Until the creation, in the 19th century, of licensed burial grounds under the control of the Secretary of State and maintained by the local authority, the Consistory Court would habitually decline to permit exhumation of human remains from consecrated ground for reburial in unconsecrated ground. It could now be assumed that unconsecrated burial ground maintained by the local authority was suitable for use for reburial. But no such assumption could be assumed as to the suitablility of other unconsecrated ground.
In the present case, the proposed site for the relocation of the remains was on private land owned by the petitioner. The Chancellor of Worcester, the Worshipful Jacqueline Humphreys, said that she was “not able to say that this location is suitable for burial such that remains entrusted to consecrated ground should be permitted to be relocated there”. There was no suggestion that the location had previously been used as a private family burial ground, and there was no existing tomb or grave marker or other indication that the land was set apart from ordinary use.
The Chancellor had not been given evidence that the site formed part of a long-established family estate that was unlikely to pass out of family ownership or was subject to a trust limiting its use. It was “therefore reasonably foreseeable”, the Chancellor said, that, over the years, the land would “pass into the ownership of people unrelated to the deceased, who may not know that it has been used as a burial site, or who may be unwilling to take responsibility for maintaining it”.

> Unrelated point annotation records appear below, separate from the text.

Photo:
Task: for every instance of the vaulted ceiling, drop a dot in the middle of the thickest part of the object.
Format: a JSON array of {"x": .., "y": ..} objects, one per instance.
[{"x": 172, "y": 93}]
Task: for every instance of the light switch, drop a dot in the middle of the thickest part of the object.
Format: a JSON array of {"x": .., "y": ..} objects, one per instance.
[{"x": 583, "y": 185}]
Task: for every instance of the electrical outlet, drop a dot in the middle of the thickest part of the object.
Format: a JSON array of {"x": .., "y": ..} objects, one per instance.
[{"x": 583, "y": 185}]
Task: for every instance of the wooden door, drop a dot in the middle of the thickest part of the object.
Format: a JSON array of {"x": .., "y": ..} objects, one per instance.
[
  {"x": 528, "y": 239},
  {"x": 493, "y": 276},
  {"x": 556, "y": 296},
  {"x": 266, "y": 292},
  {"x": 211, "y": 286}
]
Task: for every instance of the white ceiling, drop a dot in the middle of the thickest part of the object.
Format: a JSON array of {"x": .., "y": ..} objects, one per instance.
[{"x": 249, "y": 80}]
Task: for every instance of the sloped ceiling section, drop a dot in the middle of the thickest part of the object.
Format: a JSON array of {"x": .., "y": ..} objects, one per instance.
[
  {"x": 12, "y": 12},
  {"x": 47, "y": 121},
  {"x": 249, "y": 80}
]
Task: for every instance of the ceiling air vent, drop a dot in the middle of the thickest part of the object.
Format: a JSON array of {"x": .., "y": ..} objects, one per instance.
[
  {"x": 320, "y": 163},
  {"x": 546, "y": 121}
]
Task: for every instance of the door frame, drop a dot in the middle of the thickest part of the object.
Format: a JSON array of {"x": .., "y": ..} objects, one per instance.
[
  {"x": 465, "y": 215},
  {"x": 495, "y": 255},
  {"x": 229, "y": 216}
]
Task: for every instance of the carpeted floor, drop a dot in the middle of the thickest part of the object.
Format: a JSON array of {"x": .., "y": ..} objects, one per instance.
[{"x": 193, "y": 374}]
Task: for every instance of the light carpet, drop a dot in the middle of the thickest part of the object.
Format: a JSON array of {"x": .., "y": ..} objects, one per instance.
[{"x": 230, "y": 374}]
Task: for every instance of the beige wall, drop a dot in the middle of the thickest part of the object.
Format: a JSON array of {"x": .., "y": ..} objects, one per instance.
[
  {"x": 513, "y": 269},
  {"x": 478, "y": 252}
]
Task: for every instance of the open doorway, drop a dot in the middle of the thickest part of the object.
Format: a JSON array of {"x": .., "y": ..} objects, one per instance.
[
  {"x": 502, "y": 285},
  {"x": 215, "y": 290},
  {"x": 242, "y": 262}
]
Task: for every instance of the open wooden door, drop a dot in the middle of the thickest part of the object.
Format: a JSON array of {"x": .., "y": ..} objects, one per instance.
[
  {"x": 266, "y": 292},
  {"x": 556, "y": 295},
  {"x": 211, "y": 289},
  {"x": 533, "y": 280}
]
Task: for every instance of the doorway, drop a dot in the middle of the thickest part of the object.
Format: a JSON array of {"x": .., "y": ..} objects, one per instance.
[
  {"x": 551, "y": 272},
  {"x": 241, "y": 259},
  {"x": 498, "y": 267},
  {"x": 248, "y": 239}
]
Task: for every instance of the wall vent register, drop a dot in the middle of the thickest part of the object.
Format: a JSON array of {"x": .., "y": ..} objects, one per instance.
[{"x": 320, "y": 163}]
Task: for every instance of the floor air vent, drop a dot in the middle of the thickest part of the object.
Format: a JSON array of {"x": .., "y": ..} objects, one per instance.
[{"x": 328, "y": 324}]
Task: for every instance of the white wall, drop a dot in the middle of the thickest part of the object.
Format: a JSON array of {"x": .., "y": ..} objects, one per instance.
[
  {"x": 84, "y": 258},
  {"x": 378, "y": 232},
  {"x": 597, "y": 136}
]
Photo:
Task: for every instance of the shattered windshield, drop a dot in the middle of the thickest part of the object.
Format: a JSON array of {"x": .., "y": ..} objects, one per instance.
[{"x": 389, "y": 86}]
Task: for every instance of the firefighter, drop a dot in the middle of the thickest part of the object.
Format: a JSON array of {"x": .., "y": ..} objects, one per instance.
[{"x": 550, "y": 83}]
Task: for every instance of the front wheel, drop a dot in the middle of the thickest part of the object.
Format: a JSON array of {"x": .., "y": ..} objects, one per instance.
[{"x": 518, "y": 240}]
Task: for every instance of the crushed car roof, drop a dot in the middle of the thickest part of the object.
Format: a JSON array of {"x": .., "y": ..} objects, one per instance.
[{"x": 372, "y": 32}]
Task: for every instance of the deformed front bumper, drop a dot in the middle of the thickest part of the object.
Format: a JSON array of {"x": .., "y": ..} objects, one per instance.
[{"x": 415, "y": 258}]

An order permitting exhumation was exceptional, and the Consistory Court could grant the order only as an exception to the general presumption that Christian burial was permanent. There were no exceptional circumstances in the present case, the Chancellor said.
The cemetery plot for Mr Dainty had been chosen at a time when the land where the proposed unconsecrated family grave was intended was already in family ownership, so that his ashes could have been buried or scattered there. The Chancellor was told that he had not expressed any particular wishes about how or where he wanted his remains to be laid to rest.
The decision to bury Mr Dainty’s remains in the cemetery was not made against his widow’s wishes at the time. It was only later that she came to dislike visiting the cemetery, and expressed a wish not to have her own remains buried there. There had been a significant delay of about seven years between his burial and the petition for exhumation.
There is nothing in the Chancellor’s decision which prevents the petitioner from scattering her mother’s ashes on her own land, subject to the observation of any applicable secular law. But the matter was different in regard to her father’s ashes, as they had already been committed to consecrated ground, where the presumption of permanence applies.